En ce jour de “Mardi gras“, il a tout d’abord fallu faire un effort d’imagination et de création vitesse grand V (le nouveau TGV à côté, c’est du bidon !) pour trouver un semblant de déguisement, puisque mère indigne je suis, mère indigne je resterai : non ma fille, je ne t’ai pas acheté de vrai déguisement ! Ni une, ni deux, on sort une belle robe noire, un cache coeur noir, des collants gris foncés et le matos de maquillage spéciale enfants (je défie d’ailleurs quiconque de réussir à maquiller un enfant avec ce truc !) et là, vous vous dites “mais elle est déguisée en quoi ??”…. Ingrats va ! En chat bien sûr !!!! Avec ptit nez et moustaches s’il vous plait…. ok il manque les oreilles et la queue, je repasserai l’an prochain promis !

Mais Choupinette a joué le jeu : OUF, je suis sauvée. J’ai juste fusillé du regard une ou deux mères parfaites qui m’ont dit avec leurs plus beaux sourires : “regardez ma fille est déguisée en princesse et vous ? Elle n’est pas déguisée, oh la pauvre….”

Mais tout ça c’était le plus simple de la journée…. car ce matin, je m’étais désignée d’office (tous les moyens sont bons pour faire le “boulot buissonnière”) maman accompagnatrice pour la sortie scolaire des classes de maternelles.
Arrivée à l’école, la maitresse m’annonce avec un grand sourire qu’elle me confie la petite copine de ma fille, ouf, je l’a connais bien, elle était venue à son anniversaire, je me dis “c’est du gateau !”
… Chaud le gateau très chaud….

mission numéro 1 : habiller les demoiselles, heureusement, les deux miennes n’ayant ni l’une ni l’autre la version poids lourd du déguisement, je n’ai pas été obligée de faire entrer 15 mètres de diamètres de froufrous et autre tulles de couleurs sous leur manteau, ni de tenir baguettes magiques ou autres épées exceptionnellement autorisées ce jour !

mission numéro 2 : accompagner ce petit monde, en leur tenant la main sur environ 700 mètres de trottoir parisien. Donc la mise en place du jeu “je ne marche pas dans les crottes de chien, je ne saute pas à pieds joints dans les caniveaux plein d’eau et je ne me prends ni les poteaux, ni les rétroviseurs des voitures en stationnement, dans la figure” s’est avéré indispensable mais sans grand succès au niveau des flaques d’eau…. 2 sur 3 c’est pas si mal pour un début !
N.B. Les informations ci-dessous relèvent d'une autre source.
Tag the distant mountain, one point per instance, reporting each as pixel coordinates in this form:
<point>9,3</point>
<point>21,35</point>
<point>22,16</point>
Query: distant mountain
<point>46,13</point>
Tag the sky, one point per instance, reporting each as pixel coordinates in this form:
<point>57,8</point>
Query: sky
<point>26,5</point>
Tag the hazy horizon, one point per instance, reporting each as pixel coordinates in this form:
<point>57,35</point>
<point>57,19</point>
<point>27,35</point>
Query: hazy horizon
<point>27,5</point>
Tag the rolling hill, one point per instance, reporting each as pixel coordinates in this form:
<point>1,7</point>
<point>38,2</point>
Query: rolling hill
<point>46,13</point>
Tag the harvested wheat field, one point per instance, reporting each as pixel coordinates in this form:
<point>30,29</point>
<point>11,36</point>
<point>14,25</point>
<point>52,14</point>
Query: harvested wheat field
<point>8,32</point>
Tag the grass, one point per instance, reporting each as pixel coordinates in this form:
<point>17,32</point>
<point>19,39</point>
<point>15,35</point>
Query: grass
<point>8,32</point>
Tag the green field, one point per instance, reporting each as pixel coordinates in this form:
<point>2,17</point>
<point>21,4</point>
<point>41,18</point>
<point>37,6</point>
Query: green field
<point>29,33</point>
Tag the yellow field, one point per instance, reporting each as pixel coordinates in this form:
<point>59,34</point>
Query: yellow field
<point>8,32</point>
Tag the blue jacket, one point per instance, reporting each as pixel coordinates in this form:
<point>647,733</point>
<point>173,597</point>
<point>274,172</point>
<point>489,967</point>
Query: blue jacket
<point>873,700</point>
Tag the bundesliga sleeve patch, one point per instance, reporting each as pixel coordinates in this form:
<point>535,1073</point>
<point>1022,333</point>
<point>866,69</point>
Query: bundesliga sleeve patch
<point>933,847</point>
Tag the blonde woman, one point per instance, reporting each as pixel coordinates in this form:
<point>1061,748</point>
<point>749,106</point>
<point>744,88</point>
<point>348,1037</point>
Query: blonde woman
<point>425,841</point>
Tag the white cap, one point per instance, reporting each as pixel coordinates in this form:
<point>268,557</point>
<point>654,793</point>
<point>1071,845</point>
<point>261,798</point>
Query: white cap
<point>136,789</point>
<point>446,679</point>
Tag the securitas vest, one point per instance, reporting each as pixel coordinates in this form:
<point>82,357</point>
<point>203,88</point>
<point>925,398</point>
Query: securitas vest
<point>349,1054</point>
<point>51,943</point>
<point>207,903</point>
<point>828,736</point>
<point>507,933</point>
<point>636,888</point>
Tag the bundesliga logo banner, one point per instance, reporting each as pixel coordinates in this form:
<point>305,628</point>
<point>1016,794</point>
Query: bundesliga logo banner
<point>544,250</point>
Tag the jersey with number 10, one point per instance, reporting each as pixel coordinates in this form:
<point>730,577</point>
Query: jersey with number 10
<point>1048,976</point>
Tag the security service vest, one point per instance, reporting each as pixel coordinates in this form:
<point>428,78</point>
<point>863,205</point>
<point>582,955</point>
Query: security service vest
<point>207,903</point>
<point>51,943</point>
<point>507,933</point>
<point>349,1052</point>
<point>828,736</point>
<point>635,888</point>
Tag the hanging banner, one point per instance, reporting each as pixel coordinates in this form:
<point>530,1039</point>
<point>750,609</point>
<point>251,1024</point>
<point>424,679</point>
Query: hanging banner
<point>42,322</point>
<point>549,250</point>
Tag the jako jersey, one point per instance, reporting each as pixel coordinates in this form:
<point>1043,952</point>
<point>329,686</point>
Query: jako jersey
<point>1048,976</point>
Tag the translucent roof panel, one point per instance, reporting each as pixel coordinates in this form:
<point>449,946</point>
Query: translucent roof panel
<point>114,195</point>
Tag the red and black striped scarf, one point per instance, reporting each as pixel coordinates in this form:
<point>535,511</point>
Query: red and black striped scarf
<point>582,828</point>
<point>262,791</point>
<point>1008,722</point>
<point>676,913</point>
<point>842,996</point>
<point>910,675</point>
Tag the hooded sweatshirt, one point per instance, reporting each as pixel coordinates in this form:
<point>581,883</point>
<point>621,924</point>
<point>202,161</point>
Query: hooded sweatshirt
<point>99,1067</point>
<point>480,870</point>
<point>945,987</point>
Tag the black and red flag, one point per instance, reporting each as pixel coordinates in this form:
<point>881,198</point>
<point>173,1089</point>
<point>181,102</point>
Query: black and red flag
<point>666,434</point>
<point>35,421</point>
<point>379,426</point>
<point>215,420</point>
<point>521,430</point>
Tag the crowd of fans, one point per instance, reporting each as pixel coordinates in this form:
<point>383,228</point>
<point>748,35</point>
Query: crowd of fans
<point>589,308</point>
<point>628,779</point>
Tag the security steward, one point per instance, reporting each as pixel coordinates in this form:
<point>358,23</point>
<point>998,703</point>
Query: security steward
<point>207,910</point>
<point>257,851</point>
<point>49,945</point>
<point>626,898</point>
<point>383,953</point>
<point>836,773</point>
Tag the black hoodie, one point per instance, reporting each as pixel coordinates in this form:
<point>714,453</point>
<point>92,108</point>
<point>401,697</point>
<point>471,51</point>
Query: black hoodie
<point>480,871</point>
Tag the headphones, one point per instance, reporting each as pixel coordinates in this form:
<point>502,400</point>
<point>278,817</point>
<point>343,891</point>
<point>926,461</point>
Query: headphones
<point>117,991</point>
mission numéro 3 : faire entrer tout ce petit monde au cinéma et les faire asseoir (merci les strapontins qui se replient sur des puces d’à peine 12 kg).

mission numéro 4 et pas des moindres : regarder le film dans le “silence”, donc répondre aux questions du type : “c’est qui qui a éteints la lumière ?”, “‘il est où le monsieur qui a éteints la lumière ?”, “y a des toilettes ?”, “il y a une chasse d’eau dans les toilettes ?”, avec calme, sérénité et de sa plus douce voix.

mission numéro 5 : éviter les “j’veux faire pipi” pour que 150 enfants ne se retrouvent pas aux 2 toilettes du ciné en même temps, en répondant donc qu’on va attendre le retour à l’école…tout en regrettant d’avoir répondu par l’affirmatif à la question pré-citée sur la présence des toilettes.

mission numéro 6 : rhabiller la compagnie, reprendre les mains, gérer les hurlements de celle qui a décidé du haut de ses 3 ans de ne finalement pas la donner aussi facilement au retour, et la boucle est bouclée retour à la mission n°2 !

Bref, à midi j’étais au bureau, fin prête à me reposer de cette matinée épuisante…. mais très chouette, puisque mine de rien, j’en rêvais d’être à mon tour une maman accompagnatrice (moi folle ? non, juste gaga de mes enfants).